Il tema di Lorenzo Stea (l’inquisizione) è anche quello di Antonello Atzori in “Maliarde e indagatori” (35). L’inquisizione è da lui interpretata graficamente e con un elemento ceràmico d’architettura decorativa come per incorniciare ed evidenziare, quale documento, un percorso di stúdi e di finzioni, tra storia e letteratura ( vi si suggerisce un volto di Umberto Eco), misfatti e, insieme, difesa della fede, per un período di cui si parla molto, ma poco si conosce.
L’Ancroia de “L’inganno” di Campana è il títolo del dipinto di Aldo Paderi, “S’Ancroia” (14), figura doppia che appare come giòvane e bella con un ciuffo d’erbe per la sua magía ed è invece una vecchia schifosa con la coda di maiale; ed è anche il títolo dell’òpera di Salvatore Spada, “L’Ancroia allo specchio” (21), único elemento figurativo, in un mondo di segni e léttere e colori, onírico e confuso, che cerca un proprio volto impossíbile nel suo specchio d’oro del desiderio; ed è pure quello ispiratore delle “Cogas” (6) di Marie Claire Taroni, le due signore , l’una sovrapposta all’altra, in una medésima natura, dentro l’uovo d’argento della vita che vien fuori del magma infernale con fiamme e spruzzi làvici; ed è il motivo ispiratore della “Strega” (24), orrípilante immàgine formata dal buio, di Mònica Pili ed è, infine, “La strega di Villacidro” (37) di Dante Gambassi, nel cui dipinto si manifesta la sua ansia descrittiva, la sua volontà di raccontare con píccoli capítoli-scene, il susseguirsi delle mutazioni di una strega volante che è scrofa, cinghialessa, rapace, vegetale, mostruoso èssere totèmico.

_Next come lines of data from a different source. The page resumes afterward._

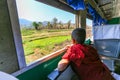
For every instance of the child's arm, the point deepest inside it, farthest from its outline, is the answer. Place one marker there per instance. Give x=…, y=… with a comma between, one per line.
x=63, y=64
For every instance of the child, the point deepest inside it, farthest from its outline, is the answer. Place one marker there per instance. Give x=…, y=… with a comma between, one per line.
x=84, y=59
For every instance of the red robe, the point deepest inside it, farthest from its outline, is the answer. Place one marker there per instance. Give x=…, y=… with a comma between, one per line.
x=86, y=63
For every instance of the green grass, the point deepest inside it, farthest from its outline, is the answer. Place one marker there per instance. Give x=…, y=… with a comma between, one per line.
x=45, y=44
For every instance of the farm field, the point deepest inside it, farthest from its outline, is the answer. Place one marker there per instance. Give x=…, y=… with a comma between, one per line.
x=38, y=43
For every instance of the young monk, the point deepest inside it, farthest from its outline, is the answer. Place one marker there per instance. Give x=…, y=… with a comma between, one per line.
x=84, y=59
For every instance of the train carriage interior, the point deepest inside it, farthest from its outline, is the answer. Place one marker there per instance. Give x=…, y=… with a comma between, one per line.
x=105, y=15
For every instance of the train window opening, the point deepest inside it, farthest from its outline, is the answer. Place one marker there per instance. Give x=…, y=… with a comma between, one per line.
x=44, y=29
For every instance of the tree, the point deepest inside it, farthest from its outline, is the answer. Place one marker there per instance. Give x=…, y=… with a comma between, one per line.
x=69, y=24
x=55, y=23
x=36, y=25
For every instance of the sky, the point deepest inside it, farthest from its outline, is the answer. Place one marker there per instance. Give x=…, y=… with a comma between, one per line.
x=35, y=11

L’Ancroia è nata come creatura della Letteratura cinquecentesca e secentesca, nei versi di Francesco Berni, autore del poema burlesco in ottave, La Catrina, e di Perlone Zípoli, pseudònimo di Lorenzo Lippi, pittore e poeta del “Malmantile racquistato”, castello fiorentino semidistrutto, e amico di Salvator Rosa autore del famoso dipinto della strega mostruosa, l’Ancroia appunto, che legge il libro infernale. Il nome Ancroia proviene dall’accostamento delle parole “Mona” e “Incroia” (ossía “mona”, monna, madonna, signora, e “incroia”, che è un aggettivo che deriva dal verbo “incroiare”, indurire, aggrinzare, e signífica “aggrinzita”), Mona Incroia, Signora Incroia. Nella pronuncia prevale la A di Mona sulla I di Incroia che si perde; e nasce cosí mona Ancroia, signora Ancroia; e “ancroia” diviene un nome proprio, Ancroia, per indicare la donna piú grinzosa, piú rugosa, piú vecchia e piú brutta. Anche nella lingua sarda questa strega è rimasta viva; la ritroviamo nell’espressione “leggia che s’Ancroia”, brutta come l’Ancroia; ed è un personaggio ricorrente in alcuni racconti. Andrea Lai ha scovato, nella sua dimora derelitta, nel cui pavimento-tetto di mattonelle e tègole dòmina lo spazio la maga “Mendalza” (9), che dà il títolo al suo dipinto.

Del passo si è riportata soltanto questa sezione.